SimHash
What it is
SimHash generates a compact hash (fingerprint) of a document such that documents with similar content have similar hashes. Unlike cryptographic hashing, SimHash preserves proximity in hash space, enabling fast approximate similarity via Hamming distance.
How it works
Algorithm:
- Extract ngrams or features from document
- For each feature, compute hash (e.g., SHA-1)
- Weight each hash bit: if feature is important, add/subtract from accumulator
- Final fingerprint: hash accumulator to bit string (sign of each bit position)
- Similarity: Hamming distance between fingerprints approximates cosine similarity
Result: k-bit hash where Hamming distance ≤ d correlates with cosine similarity threshold.
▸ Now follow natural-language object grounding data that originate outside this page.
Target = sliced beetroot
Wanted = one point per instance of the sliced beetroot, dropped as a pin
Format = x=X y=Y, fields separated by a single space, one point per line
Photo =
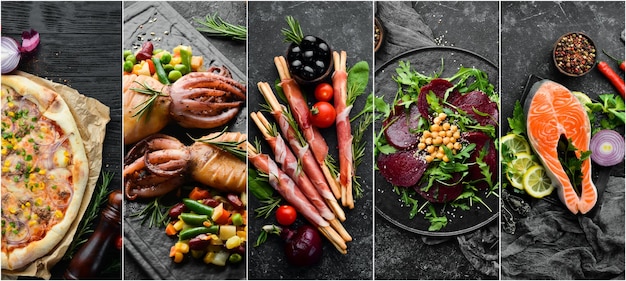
x=481 y=102
x=438 y=87
x=441 y=193
x=491 y=158
x=402 y=168
x=398 y=133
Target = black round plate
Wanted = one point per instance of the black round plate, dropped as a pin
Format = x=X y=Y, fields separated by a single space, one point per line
x=388 y=204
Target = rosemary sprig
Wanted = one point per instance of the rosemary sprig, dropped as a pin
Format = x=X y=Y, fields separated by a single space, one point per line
x=85 y=227
x=155 y=213
x=216 y=26
x=146 y=107
x=232 y=147
x=293 y=34
x=358 y=149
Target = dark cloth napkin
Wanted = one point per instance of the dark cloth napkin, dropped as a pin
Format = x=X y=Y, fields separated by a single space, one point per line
x=405 y=31
x=552 y=243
[illustrate: Document feature extraction, hash bit accumulation, final fingerprint generation; show Hamming distance between two similar fingerprints]
Example
Document 1 features: ngrams {the, cat, sat, on, mat} Document 2 features: ngrams {the, cat, sat, on, mat, red} (95% overlap)
SimHashes differ in only 1-2 bits (out of 64), Hamming distance ≈ 2. Documents with 95% ngram overlap have small Hamming distance.
Variants and history
Developed at Google for near-duplicate detection in web search (Charikar, 2002). Efficient and effective for document deduplication at scale. Variants with different hash lengths and weighting schemes. Related to semantic hashing and learned similarity-preserving hashes.
When to use it
Near-duplicate document detection at billion-scale. Web crawling and search indexing. Efficient similarity threshold filtering: exact Hamming distance computation for candidate pruning. Fast approximate similarity check before expensive ranking. Balance fingerprint size (64-256 bits) for accuracy vs. speed.